New technology may allow people to see in the dark


see in the dark

The superhuman abilities that appear in science fiction movies may soon become a reality, after a team of US researchers helped a group of experimental mice to see nearby infrared light using nanometer particles. In the future, the development of this technology is expected to enable people to see at night as if they have miraculous eyes.

“When we look at the universe, we only see visible light,” says Zhang Han, the project’s principal researcher, whose results were presented at the American Society of Chemistry conference in late August. Whose wavelength ranges from 400 to 700 nanometers, but if we can see the infrared light with the longest wavelength (between 750 nanometers to 1.4 micrometers), we will see the universe differently, and see at night without the need for massive devices.

“Thermal imaging cameras allow people to see in the dark by detecting near-infrared rays from living things and objects.

Researchers at the Massachusetts School of Medicine have injected nanoparticles containing rare earth elements such as Erbium and Yetterbium, turning photons from low-energy infrared rays into a powerful green light that mammals can see. These molecules were directed to the retinal light receptors in the eyes of mice.

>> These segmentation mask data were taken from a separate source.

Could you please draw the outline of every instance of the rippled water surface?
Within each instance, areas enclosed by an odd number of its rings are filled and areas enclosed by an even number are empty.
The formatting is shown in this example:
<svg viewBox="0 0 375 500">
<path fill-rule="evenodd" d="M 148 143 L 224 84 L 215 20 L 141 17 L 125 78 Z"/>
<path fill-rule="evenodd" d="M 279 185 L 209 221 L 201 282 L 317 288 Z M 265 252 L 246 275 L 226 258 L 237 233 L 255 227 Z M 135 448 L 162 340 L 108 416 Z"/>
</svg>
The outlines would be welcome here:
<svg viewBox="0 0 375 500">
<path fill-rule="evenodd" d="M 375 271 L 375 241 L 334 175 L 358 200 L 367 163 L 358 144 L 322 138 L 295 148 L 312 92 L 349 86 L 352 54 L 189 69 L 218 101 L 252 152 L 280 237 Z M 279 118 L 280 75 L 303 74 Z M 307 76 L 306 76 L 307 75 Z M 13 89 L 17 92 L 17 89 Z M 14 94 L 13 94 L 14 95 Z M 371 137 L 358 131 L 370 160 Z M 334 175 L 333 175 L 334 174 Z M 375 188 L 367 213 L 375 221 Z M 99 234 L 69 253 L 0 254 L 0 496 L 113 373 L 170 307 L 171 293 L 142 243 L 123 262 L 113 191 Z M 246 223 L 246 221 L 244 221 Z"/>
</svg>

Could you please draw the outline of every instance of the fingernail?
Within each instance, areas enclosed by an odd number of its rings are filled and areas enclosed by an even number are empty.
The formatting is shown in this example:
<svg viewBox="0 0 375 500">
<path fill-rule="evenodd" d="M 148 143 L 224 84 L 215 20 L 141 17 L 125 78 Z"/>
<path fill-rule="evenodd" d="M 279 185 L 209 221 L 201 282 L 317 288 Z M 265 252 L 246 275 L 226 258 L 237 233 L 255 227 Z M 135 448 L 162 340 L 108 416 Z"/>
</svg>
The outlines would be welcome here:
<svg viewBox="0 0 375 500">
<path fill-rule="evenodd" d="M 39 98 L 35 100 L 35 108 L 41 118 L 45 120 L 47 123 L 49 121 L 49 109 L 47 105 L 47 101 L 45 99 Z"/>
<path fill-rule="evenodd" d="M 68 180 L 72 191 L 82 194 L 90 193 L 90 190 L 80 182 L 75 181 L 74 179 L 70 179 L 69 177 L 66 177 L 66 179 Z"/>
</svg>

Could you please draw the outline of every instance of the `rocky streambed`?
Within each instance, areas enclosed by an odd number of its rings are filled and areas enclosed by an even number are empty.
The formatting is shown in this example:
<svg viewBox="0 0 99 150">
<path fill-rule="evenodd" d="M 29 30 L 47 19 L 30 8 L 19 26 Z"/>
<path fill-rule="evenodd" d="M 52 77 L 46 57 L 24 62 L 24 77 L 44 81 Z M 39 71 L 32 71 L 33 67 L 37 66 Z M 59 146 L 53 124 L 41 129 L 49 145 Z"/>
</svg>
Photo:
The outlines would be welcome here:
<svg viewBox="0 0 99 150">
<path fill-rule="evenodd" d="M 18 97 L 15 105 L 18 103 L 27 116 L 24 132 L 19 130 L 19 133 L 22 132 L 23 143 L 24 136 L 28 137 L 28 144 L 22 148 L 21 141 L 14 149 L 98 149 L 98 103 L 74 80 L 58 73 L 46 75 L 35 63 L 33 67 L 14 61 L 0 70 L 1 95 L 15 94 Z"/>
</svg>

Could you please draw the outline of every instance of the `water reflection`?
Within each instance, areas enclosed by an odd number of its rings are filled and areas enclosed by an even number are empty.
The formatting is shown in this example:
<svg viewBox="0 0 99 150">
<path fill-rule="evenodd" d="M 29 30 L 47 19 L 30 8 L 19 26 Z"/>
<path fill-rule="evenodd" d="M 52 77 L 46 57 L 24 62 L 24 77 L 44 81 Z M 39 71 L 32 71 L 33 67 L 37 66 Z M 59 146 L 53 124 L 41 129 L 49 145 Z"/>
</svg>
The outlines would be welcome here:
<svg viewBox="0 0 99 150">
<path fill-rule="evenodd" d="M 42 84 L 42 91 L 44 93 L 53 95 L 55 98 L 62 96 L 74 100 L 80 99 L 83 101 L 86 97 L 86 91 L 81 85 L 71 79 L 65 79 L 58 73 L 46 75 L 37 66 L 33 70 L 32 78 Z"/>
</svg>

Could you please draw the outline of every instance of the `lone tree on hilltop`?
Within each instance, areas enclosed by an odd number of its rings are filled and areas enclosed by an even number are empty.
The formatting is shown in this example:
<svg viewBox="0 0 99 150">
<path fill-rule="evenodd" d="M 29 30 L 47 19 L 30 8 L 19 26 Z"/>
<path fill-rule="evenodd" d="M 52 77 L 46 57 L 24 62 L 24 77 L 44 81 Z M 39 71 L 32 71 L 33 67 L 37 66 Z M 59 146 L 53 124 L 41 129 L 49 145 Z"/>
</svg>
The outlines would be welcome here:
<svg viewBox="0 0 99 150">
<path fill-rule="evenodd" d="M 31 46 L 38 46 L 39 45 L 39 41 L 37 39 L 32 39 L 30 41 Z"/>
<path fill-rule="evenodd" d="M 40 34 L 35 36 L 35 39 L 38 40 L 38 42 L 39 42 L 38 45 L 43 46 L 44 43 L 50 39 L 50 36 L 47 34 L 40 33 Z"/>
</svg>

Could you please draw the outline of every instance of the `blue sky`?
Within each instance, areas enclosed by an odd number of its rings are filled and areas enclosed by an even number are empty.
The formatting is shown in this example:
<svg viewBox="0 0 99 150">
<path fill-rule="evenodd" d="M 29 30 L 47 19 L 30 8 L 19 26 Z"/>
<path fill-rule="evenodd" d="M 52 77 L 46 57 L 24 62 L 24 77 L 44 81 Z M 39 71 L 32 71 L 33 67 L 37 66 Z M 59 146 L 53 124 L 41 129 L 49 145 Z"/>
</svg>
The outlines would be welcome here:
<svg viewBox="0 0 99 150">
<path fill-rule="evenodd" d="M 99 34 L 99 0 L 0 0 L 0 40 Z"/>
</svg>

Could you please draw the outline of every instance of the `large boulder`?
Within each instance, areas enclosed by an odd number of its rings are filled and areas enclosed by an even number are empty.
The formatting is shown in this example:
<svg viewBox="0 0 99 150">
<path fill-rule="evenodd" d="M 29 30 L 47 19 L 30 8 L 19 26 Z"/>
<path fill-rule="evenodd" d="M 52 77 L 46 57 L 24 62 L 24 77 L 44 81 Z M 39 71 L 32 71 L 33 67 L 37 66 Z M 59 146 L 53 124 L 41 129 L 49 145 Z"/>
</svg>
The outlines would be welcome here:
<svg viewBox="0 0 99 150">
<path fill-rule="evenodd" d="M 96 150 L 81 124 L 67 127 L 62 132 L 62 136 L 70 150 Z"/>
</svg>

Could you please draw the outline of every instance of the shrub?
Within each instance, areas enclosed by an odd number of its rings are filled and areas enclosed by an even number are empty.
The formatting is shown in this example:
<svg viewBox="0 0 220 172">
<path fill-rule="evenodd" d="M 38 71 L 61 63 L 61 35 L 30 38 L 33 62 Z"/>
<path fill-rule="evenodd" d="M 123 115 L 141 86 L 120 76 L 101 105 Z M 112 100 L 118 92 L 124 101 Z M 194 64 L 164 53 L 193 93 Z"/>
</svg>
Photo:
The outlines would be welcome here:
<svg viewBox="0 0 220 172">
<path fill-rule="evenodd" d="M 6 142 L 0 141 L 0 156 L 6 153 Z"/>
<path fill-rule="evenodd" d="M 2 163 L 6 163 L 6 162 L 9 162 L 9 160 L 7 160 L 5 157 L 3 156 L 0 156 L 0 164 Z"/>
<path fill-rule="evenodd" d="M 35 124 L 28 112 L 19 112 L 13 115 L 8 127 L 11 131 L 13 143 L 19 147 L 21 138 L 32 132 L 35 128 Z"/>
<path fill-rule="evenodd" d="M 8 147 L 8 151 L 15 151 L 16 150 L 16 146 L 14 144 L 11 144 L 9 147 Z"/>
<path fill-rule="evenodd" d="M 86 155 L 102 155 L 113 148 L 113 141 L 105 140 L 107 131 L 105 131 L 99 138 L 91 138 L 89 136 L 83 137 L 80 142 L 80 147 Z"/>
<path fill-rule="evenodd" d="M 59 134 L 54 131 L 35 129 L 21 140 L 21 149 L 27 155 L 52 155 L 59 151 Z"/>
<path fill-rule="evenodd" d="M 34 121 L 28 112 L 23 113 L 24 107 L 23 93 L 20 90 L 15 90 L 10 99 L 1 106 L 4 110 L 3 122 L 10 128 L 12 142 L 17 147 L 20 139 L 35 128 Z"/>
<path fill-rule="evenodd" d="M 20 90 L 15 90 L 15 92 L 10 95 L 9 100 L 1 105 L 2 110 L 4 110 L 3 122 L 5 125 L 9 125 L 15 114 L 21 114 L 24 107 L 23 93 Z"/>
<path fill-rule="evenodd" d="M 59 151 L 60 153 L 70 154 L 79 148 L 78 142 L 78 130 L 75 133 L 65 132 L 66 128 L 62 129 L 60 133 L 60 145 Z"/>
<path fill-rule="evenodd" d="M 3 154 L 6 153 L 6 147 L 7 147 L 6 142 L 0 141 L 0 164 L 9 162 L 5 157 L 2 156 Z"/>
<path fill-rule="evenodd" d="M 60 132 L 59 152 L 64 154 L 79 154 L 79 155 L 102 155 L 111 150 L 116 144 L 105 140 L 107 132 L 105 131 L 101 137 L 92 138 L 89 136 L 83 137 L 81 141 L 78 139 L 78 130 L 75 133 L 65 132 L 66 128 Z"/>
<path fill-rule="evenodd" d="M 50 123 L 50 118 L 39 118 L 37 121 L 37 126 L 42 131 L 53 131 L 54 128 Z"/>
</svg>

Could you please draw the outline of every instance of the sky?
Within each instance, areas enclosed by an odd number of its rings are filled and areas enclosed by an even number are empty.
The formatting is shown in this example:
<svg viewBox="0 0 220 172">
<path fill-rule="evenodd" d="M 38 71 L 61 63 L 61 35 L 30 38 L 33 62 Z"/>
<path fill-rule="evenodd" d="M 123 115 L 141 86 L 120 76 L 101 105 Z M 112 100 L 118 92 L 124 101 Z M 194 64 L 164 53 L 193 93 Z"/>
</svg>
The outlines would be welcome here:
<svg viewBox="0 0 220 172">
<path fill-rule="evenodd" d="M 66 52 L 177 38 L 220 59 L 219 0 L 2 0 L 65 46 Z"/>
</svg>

To find out if the mice in the experiment were seeing and interpreting mentally infrared light, the researchers conducted several psychological and behavioral tests. For example, the mice were placed in a Y-shaped aquarium, and on one end they placed a platform on which the mice could climb to escape the water.

The researchers trained mice to swim toward visible light in the form of a triangle (escape route). A luminous circle was placed in the branch of the water basin, which had no escape platform, and the researchers replaced infrared light with visible light.

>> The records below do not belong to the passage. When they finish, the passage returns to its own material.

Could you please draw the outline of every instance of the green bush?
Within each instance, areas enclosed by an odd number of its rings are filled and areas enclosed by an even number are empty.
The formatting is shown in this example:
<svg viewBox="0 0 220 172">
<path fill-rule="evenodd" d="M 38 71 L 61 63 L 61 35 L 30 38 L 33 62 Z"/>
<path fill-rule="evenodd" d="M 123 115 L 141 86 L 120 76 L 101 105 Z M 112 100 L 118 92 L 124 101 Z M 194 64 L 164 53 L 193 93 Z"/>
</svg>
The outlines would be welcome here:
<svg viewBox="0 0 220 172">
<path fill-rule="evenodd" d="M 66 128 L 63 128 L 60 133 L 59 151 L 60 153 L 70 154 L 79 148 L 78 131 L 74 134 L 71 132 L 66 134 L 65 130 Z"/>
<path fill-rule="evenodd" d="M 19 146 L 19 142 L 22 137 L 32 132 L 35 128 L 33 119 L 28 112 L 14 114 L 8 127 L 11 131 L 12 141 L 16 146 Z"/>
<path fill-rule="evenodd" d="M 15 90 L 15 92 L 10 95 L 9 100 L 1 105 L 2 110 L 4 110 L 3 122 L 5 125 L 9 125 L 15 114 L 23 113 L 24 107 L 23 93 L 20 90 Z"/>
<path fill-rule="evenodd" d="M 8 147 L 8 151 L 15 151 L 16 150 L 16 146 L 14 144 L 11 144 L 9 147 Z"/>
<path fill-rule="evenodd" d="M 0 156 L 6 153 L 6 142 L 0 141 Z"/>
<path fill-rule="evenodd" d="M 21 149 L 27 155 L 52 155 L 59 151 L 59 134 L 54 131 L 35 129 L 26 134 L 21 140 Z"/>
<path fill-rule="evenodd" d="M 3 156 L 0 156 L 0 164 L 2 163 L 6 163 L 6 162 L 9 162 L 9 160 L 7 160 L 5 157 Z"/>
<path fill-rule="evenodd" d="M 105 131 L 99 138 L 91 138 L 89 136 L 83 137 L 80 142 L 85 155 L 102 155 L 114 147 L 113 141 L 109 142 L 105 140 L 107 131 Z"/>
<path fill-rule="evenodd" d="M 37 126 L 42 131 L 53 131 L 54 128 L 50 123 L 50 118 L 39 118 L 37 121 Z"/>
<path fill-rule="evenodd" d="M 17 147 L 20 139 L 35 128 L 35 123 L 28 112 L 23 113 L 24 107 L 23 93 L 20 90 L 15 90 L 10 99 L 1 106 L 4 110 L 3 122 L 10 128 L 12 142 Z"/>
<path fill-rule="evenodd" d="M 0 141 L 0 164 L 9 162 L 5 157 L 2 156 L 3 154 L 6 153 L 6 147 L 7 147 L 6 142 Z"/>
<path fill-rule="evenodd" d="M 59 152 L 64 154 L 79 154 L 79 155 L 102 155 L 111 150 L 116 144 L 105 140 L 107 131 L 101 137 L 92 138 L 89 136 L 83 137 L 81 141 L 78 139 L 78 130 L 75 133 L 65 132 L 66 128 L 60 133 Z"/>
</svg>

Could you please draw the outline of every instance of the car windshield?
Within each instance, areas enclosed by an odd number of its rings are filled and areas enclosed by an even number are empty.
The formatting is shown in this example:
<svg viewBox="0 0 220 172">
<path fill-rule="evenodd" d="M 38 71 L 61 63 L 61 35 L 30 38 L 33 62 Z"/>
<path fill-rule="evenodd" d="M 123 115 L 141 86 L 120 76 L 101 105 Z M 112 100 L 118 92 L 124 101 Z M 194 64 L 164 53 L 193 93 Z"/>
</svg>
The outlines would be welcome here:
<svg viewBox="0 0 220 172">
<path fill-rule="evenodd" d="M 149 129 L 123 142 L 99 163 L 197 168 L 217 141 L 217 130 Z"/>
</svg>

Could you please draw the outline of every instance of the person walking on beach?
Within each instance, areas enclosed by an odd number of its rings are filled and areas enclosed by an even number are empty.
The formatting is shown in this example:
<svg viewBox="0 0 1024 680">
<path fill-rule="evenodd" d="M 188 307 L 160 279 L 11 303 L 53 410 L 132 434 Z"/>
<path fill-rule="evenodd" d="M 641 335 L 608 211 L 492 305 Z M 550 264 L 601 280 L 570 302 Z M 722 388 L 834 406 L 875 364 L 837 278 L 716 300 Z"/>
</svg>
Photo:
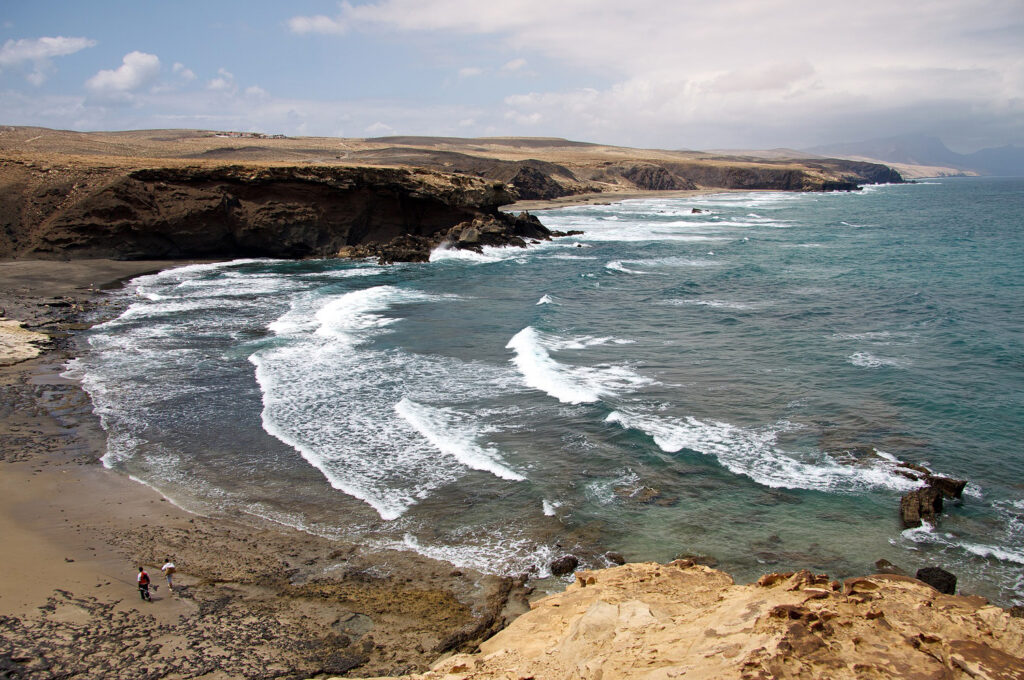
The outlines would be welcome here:
<svg viewBox="0 0 1024 680">
<path fill-rule="evenodd" d="M 164 560 L 164 566 L 160 567 L 160 571 L 164 572 L 164 576 L 167 577 L 167 589 L 173 593 L 174 592 L 174 580 L 173 580 L 172 577 L 174 576 L 175 569 L 174 569 L 174 562 L 171 562 L 171 558 L 170 557 L 168 557 L 166 560 Z"/>
<path fill-rule="evenodd" d="M 142 567 L 139 567 L 139 575 L 136 581 L 139 582 L 139 597 L 146 602 L 152 602 L 153 600 L 149 599 L 149 574 Z"/>
</svg>

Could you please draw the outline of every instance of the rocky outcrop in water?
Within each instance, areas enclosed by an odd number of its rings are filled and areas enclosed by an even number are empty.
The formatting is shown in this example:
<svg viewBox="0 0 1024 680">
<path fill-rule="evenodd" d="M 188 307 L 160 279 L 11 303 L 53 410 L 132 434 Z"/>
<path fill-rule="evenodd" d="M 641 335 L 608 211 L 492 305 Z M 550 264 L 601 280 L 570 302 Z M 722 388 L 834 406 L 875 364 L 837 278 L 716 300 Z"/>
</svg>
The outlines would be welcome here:
<svg viewBox="0 0 1024 680">
<path fill-rule="evenodd" d="M 907 576 L 807 571 L 738 586 L 678 561 L 583 571 L 480 645 L 407 680 L 1024 678 L 1024 620 Z"/>
<path fill-rule="evenodd" d="M 345 246 L 337 257 L 376 258 L 381 264 L 394 262 L 428 262 L 436 248 L 483 252 L 484 247 L 515 246 L 525 248 L 529 242 L 550 241 L 554 237 L 581 232 L 552 231 L 533 215 L 498 213 L 460 222 L 451 229 L 439 230 L 430 236 L 405 234 L 387 242 L 371 242 Z"/>
<path fill-rule="evenodd" d="M 904 494 L 900 499 L 900 519 L 903 526 L 919 527 L 922 522 L 935 524 L 935 516 L 942 512 L 942 494 L 926 486 Z"/>
<path fill-rule="evenodd" d="M 904 527 L 919 527 L 921 522 L 935 524 L 935 519 L 942 512 L 943 498 L 961 500 L 967 481 L 952 479 L 932 473 L 931 470 L 914 463 L 900 463 L 897 472 L 908 479 L 922 482 L 924 486 L 900 499 L 900 519 Z"/>
</svg>

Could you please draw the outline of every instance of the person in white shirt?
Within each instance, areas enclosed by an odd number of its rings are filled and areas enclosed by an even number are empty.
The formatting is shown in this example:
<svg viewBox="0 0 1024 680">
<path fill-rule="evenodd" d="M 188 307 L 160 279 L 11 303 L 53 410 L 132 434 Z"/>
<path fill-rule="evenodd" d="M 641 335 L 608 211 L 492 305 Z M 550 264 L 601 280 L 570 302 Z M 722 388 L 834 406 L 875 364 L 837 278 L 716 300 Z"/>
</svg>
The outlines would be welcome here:
<svg viewBox="0 0 1024 680">
<path fill-rule="evenodd" d="M 167 577 L 167 588 L 174 592 L 174 579 L 172 577 L 174 576 L 175 569 L 174 562 L 171 562 L 170 557 L 164 560 L 164 566 L 160 567 L 160 571 L 164 572 L 164 576 Z"/>
</svg>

“The mice whose eyes were injected with nanoparticles were able to see the triangle clearly, and swim to it every time. The remaining mice couldn’t tell the difference between the shape of the triangle and the circle,” says Han.

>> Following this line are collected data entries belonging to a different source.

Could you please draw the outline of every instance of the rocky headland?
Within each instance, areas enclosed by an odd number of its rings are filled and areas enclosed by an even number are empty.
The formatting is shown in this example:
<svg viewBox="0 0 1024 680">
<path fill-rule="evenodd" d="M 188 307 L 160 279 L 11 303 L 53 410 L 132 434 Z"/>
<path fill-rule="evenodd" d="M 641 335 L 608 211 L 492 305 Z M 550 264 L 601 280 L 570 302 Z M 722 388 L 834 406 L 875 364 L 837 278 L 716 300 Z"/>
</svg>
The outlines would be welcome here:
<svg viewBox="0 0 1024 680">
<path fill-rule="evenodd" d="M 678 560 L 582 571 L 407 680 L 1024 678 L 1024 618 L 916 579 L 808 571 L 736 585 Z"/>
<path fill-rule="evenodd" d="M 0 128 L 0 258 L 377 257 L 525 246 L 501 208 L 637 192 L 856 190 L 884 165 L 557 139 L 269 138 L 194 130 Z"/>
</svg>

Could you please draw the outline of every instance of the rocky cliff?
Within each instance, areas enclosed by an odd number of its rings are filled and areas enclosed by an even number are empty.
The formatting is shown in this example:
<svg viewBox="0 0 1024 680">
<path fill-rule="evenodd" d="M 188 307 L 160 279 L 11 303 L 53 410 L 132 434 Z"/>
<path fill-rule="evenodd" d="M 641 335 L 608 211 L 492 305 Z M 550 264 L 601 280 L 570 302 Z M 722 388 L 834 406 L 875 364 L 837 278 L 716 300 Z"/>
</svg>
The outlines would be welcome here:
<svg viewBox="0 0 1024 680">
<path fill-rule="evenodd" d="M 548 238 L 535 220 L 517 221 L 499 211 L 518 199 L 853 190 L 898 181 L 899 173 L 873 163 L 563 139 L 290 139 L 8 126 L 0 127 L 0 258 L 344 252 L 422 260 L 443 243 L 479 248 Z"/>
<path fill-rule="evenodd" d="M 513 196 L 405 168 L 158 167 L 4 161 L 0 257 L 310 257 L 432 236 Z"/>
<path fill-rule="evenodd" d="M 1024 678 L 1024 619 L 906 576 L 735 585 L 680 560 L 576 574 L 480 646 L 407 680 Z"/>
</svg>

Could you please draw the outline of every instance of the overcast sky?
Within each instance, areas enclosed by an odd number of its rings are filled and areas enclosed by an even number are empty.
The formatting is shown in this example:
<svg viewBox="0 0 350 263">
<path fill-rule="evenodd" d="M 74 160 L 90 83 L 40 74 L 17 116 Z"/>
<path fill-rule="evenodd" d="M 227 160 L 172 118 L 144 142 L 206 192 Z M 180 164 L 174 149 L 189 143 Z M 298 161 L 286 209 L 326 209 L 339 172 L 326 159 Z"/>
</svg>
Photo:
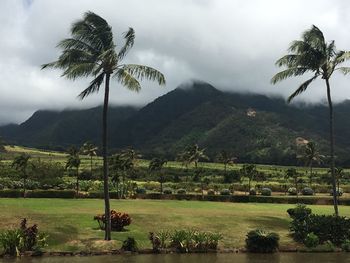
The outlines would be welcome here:
<svg viewBox="0 0 350 263">
<path fill-rule="evenodd" d="M 121 33 L 133 27 L 136 42 L 127 61 L 153 66 L 167 79 L 166 87 L 143 83 L 139 94 L 112 83 L 113 104 L 144 105 L 190 79 L 286 97 L 305 78 L 272 86 L 274 62 L 312 24 L 338 49 L 350 50 L 348 0 L 0 0 L 1 124 L 22 122 L 37 109 L 102 103 L 102 93 L 77 99 L 89 80 L 40 70 L 56 60 L 57 42 L 87 10 L 109 22 L 119 47 Z M 335 100 L 350 97 L 350 76 L 336 75 L 332 83 Z M 302 99 L 320 102 L 325 95 L 320 81 Z"/>
</svg>

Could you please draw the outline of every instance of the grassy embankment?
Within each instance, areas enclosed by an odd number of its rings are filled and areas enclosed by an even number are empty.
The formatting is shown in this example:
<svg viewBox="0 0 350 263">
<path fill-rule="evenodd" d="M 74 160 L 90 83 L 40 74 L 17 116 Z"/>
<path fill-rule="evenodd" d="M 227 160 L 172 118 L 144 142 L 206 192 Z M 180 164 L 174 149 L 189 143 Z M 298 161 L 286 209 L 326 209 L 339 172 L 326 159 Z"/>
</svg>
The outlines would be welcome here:
<svg viewBox="0 0 350 263">
<path fill-rule="evenodd" d="M 264 228 L 281 236 L 281 246 L 296 245 L 288 236 L 287 204 L 242 204 L 196 201 L 112 200 L 112 209 L 129 213 L 127 231 L 113 233 L 114 241 L 102 242 L 103 231 L 93 216 L 103 211 L 102 200 L 0 199 L 0 229 L 13 227 L 26 217 L 49 234 L 50 251 L 94 251 L 120 248 L 126 237 L 149 248 L 150 231 L 196 229 L 220 232 L 220 247 L 242 247 L 247 231 Z M 331 214 L 331 206 L 310 206 L 315 213 Z M 340 207 L 350 216 L 350 207 Z"/>
</svg>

“Although these nanoparticles lasted in the eyes of the mice for ten weeks without significant side effects, we are seeking to develop the safety and sensitivity of these molecules before testing them in human eyes, we still need,” Han said. To improve the illumination of these molecules before using them for humans. “

The research team is currently trying to experiment with molecules made of two organic dyes instead of terrestrial elements, so that they can emit a green or light blue light. Organic dyes will not face regulatory hurdles; they have already been used in clinical trials and have more established criteria. The technique is expected to be tested on dogs in the near future.

“Beyond the idea of ​​miraculous abilities, this technique may have important medical applications in treating certain retinal eye diseases, such as dry macular degeneration , a common eye disorder among adults over 50,” says Han. It causes blurry vision or reduced central vision due to the thinness of the thickness of the macula in the retina, which is responsible for blurred vision in a straight line of sight. These nanoparticles also offer great potential in the fields of bio-imaging and exploration sensors.